Caroline cupped her elbows beneath her shawl as he packed the pistol away again and climbed up over the sideboards. “It’ll ride up here, under the seat,” Charles said. “I’ll still use the rifle for hunting. With any luck that’s the last time we’ll need to open the box.” He sat facing her with his hands laced between his knees.

She handed him the lantern. In the instant before he blew it out, the glow framed him in a halo of canvas. Firelight from the bunkhouse windows dusted over them. “Will you be warm enough?” she asked.

He patted his coat pockets. “Be snug as a tent in here with the canvas cinched down at both ends and these flatirons all to myself.” His eyes slid down the curving length of her braid. Caroline felt the pinking of her cheeks and lifted her shawl over her head. She could not let him put his hands to her hair. There was neither time nor place for what would surely follow.

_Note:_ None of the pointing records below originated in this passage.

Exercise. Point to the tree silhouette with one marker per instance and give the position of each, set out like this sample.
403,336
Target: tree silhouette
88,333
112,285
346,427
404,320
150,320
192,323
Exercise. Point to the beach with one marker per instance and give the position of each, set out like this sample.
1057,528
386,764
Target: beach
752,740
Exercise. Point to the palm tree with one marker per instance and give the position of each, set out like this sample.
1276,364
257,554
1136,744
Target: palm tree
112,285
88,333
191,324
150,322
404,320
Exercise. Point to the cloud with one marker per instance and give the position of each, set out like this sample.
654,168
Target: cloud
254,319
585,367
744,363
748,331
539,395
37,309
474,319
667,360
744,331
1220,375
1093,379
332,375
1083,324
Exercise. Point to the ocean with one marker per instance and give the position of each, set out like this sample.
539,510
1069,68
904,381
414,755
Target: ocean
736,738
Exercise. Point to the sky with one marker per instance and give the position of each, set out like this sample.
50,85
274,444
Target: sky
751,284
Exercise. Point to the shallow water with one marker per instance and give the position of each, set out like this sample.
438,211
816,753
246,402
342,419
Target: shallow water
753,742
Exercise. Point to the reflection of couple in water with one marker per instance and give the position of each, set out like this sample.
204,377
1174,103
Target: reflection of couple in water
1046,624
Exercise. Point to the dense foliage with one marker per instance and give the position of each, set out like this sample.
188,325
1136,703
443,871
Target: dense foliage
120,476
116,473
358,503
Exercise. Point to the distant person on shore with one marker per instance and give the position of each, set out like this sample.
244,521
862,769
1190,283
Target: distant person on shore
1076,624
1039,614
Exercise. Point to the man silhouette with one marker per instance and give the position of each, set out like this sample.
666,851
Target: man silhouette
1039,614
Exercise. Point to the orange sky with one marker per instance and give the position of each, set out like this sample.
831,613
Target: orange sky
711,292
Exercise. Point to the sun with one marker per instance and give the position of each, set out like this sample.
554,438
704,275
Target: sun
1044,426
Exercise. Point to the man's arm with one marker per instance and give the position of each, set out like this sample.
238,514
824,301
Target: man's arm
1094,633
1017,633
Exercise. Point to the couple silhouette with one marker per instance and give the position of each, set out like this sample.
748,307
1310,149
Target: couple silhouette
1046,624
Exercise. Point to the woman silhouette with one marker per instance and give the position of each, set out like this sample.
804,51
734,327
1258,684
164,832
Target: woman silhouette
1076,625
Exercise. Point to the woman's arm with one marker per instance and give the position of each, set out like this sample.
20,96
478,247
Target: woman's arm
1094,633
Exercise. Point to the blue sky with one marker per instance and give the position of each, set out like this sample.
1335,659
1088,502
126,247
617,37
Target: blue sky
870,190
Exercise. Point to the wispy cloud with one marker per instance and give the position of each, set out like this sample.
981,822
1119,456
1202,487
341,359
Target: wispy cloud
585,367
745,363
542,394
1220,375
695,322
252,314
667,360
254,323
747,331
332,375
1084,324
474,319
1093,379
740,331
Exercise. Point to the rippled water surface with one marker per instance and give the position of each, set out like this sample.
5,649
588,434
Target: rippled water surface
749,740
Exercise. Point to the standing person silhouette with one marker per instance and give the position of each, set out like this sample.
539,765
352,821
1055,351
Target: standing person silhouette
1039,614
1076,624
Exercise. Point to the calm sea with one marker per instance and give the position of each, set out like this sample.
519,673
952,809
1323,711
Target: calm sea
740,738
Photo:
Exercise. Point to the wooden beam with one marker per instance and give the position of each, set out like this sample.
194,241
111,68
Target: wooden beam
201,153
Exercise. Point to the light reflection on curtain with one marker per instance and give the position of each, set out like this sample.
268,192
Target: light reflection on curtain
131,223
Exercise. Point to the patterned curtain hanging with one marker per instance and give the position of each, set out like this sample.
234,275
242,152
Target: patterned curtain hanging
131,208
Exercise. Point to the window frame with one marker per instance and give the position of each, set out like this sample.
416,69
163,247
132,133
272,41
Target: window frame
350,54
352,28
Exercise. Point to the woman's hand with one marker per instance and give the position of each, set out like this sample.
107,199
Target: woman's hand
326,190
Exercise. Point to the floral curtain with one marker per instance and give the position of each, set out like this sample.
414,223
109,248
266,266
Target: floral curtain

“The bundle of extra quilts is at the foot of the small straw tick,” she told him. Still his eyes rested on her, asking her to do no more than fill his gaze. He could make her feel full as the moon, looking at her that way, and she was too tired to allow herself to melt into it. Filaments of heat were already drifting along her edges.

Caroline rustled her voice softly between them. “Charles.”

“Hmm?”

“Will you reach the scrap bag for me, please?” she asked, snipping the moment short.

He got to his knees on the spring seat, leaning so far to reach the bag on its peg that he ought to have pitched over. It was thick through the middle and nearly as tall as Laura. Caroline shifted the bundle to her hip and reached one hand up to the lip of the wagon box. He took her hand in his, kneading her palm with his thumb. “Call if you or the girls need for anything,” he said. “I’ll be sleeping with one ear open.”